Amma, benim gibi ehemmiyetsiz bir adamın elinde böyle ehemmiyetli bir eserin zuhur etmesini istiğrab ve istib'ad edip itiraz eden zat, eğer buğday tanesi kadar çam çekirdeğinden dağ gibi çam ağacını halk eylemek azamet ve kudret-i İlahiyeye delil olduğunu düşünse, elbette bizim gibi acz-i mutlak, fakr-ı mutlakta ve böyle ihtiyac-ı şedit zamanında böyle bir eserin zuhuru, "vüs'at-i rahmet-i İlahiyeye delildir" demeye mecbur olur.

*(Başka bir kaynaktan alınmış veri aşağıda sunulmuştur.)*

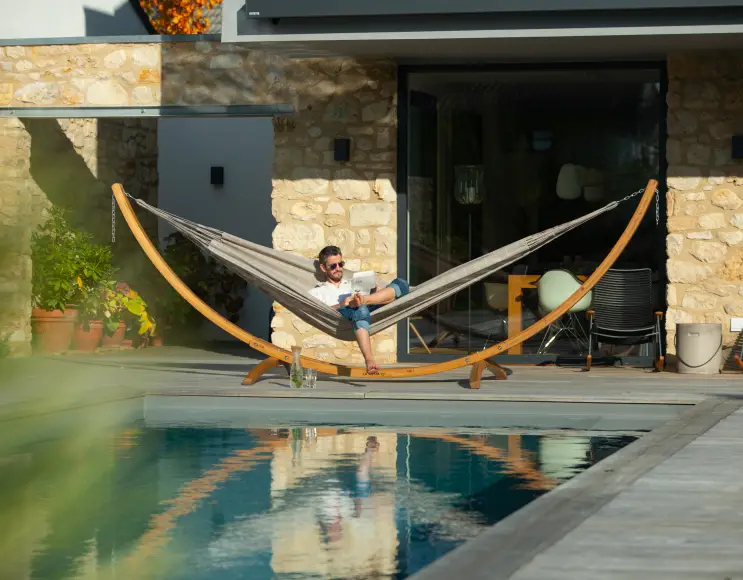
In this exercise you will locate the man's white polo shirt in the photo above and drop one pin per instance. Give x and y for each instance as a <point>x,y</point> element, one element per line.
<point>331,294</point>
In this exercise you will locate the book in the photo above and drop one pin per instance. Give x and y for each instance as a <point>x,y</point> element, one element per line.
<point>364,282</point>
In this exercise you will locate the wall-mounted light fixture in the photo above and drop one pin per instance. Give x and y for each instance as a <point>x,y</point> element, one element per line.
<point>736,147</point>
<point>216,175</point>
<point>342,149</point>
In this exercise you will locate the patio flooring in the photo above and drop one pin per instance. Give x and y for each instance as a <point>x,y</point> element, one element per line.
<point>177,371</point>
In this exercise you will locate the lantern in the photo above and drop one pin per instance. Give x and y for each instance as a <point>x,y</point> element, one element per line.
<point>469,184</point>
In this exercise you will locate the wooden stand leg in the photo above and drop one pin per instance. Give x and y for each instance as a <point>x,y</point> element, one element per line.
<point>659,364</point>
<point>497,370</point>
<point>260,369</point>
<point>479,367</point>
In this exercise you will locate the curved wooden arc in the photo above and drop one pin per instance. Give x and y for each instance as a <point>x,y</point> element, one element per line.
<point>386,373</point>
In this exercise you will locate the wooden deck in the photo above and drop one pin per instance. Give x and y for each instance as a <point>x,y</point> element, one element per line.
<point>669,506</point>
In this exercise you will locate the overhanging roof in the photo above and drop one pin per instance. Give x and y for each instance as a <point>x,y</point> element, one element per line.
<point>157,112</point>
<point>556,35</point>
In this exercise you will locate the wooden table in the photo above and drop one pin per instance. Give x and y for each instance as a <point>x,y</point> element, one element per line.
<point>516,285</point>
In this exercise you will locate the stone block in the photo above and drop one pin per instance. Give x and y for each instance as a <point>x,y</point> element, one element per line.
<point>283,339</point>
<point>344,239</point>
<point>384,189</point>
<point>308,238</point>
<point>726,199</point>
<point>708,252</point>
<point>712,221</point>
<point>115,59</point>
<point>699,235</point>
<point>38,93</point>
<point>305,211</point>
<point>682,223</point>
<point>310,181</point>
<point>348,184</point>
<point>676,316</point>
<point>731,238</point>
<point>698,154</point>
<point>335,208</point>
<point>719,287</point>
<point>698,300</point>
<point>385,241</point>
<point>734,308</point>
<point>146,56</point>
<point>106,93</point>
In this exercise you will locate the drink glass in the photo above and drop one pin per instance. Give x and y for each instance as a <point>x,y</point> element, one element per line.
<point>309,378</point>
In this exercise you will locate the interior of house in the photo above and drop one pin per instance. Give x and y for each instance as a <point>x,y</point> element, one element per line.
<point>494,156</point>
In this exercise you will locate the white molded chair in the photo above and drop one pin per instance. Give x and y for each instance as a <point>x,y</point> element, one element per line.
<point>553,288</point>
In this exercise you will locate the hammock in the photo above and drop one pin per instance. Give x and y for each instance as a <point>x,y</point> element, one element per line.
<point>288,278</point>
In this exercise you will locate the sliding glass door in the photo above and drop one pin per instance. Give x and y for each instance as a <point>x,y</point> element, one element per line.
<point>493,156</point>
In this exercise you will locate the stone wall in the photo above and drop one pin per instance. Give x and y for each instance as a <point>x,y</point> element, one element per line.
<point>317,201</point>
<point>70,163</point>
<point>705,191</point>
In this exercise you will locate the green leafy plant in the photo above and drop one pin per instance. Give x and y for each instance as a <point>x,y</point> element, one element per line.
<point>68,266</point>
<point>208,279</point>
<point>135,305</point>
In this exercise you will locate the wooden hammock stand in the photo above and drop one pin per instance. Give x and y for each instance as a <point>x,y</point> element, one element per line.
<point>479,361</point>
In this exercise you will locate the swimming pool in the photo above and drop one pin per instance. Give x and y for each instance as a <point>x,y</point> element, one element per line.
<point>184,503</point>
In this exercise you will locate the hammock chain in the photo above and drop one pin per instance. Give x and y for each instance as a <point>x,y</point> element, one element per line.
<point>113,219</point>
<point>657,202</point>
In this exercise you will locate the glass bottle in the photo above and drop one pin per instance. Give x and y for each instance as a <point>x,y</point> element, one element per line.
<point>295,373</point>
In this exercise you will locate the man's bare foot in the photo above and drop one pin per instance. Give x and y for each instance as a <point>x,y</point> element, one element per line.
<point>372,367</point>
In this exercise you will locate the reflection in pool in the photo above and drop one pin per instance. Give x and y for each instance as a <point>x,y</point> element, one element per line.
<point>202,504</point>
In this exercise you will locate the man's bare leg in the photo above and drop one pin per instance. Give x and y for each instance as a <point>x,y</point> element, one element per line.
<point>383,296</point>
<point>362,337</point>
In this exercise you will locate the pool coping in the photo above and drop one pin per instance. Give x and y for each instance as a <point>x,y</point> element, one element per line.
<point>502,550</point>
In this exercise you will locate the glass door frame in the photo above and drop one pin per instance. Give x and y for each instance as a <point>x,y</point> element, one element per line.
<point>403,233</point>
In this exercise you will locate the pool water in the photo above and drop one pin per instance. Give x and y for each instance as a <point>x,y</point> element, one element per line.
<point>212,503</point>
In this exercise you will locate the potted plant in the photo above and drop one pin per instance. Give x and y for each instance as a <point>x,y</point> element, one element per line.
<point>67,267</point>
<point>135,309</point>
<point>208,279</point>
<point>93,307</point>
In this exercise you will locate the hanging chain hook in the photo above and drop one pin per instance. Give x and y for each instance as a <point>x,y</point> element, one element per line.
<point>657,202</point>
<point>113,219</point>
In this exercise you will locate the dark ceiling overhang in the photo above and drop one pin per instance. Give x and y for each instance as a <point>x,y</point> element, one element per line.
<point>556,35</point>
<point>276,9</point>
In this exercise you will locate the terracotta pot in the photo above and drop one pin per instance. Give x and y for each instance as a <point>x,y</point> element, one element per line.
<point>53,329</point>
<point>116,338</point>
<point>87,340</point>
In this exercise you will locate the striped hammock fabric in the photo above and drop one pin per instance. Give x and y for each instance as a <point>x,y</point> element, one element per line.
<point>288,278</point>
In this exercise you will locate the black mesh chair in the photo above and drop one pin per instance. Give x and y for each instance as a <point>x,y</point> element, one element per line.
<point>622,312</point>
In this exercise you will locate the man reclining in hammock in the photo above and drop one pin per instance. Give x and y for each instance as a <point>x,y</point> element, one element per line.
<point>338,294</point>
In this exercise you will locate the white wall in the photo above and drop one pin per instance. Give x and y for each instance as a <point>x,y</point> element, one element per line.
<point>68,18</point>
<point>187,148</point>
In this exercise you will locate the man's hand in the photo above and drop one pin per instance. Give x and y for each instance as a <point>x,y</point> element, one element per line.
<point>356,300</point>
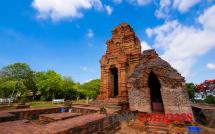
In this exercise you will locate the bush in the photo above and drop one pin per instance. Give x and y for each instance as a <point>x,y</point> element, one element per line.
<point>210,99</point>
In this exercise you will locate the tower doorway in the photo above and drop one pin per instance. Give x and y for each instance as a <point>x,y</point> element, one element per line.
<point>156,98</point>
<point>114,81</point>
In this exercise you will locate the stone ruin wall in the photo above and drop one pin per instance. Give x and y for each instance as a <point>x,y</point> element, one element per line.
<point>174,95</point>
<point>124,53</point>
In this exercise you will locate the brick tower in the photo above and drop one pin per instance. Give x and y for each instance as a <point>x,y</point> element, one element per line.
<point>122,56</point>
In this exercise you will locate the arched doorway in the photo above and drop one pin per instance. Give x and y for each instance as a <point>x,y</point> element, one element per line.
<point>114,81</point>
<point>156,98</point>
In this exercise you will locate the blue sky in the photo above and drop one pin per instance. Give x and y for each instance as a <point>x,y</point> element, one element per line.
<point>69,36</point>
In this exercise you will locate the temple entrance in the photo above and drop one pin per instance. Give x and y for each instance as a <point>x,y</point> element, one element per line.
<point>114,81</point>
<point>156,98</point>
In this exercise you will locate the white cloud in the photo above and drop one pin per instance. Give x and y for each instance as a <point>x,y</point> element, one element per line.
<point>144,46</point>
<point>184,5</point>
<point>183,44</point>
<point>87,69</point>
<point>139,2</point>
<point>165,7</point>
<point>61,9</point>
<point>211,66</point>
<point>117,1</point>
<point>90,33</point>
<point>109,10</point>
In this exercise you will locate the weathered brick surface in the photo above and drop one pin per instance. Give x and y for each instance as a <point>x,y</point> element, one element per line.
<point>174,95</point>
<point>4,116</point>
<point>86,124</point>
<point>124,53</point>
<point>84,109</point>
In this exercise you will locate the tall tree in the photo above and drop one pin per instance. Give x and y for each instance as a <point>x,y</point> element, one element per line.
<point>49,84</point>
<point>20,74</point>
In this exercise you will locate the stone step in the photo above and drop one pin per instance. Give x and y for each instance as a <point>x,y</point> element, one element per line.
<point>157,128</point>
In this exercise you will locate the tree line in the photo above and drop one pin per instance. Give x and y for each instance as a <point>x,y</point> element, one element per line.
<point>20,81</point>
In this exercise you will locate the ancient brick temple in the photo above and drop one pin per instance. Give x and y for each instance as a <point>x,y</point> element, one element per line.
<point>144,80</point>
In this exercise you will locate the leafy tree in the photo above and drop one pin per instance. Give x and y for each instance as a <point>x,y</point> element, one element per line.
<point>191,91</point>
<point>49,84</point>
<point>20,74</point>
<point>17,71</point>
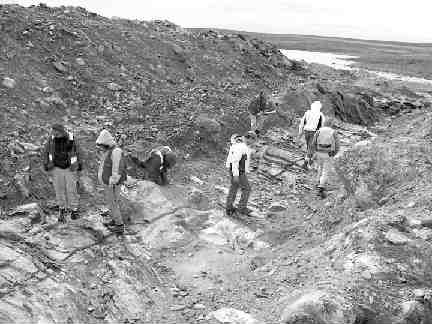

Ben, sizi ve muterizleri Risale-i Nur'un şeref ve haysiyetiyle temin ediyorum ki, bu işaretler ve evliyanın imalı haberleri, remizleri beni daima şükre ve hamde ve kusurlarımdan istiğfara sevk etmiş. Hiçbir vakitte, hiçbir dakika, nefs-i emmareme medar-ı fahir ve gurur olacak bir enaniyet ve benlik vermediğini, size bu yirmi sene hayatımın göz önünde tereşşuhatıyla ispat ediyorum.

Evet, bu hakikatle berebar, insan kusurlardan, nisyandan, sehivden hâli değil. Benim bilmediğim çok kusurlarım var. Belki de fikrim karışmış, risalelerde hatalar da olmuş. Fakat, Kur'an'ın hurufât-ı kudsiyesinin yerine, beşerin tercümesini ikame perdesi altında, noksan huruflarla, yeni hat altında, tahrifkârâne, ehl-i dalâletin tevilât-ı fâsideleri âyâtın sarâhatini incitmelerine bakmıyor gibi; biçare, mazlum bir adamın, kardeşlerinin imanını kuvvetleştirmek için, bir nükte-i i'câziyeyi beyan ettiği için, hizmet-i imaniyesine fütur verecek derecede itiraz, elbette değil öyle zatlar, belki zerre miktarı insafı bulunan itiraz edemez.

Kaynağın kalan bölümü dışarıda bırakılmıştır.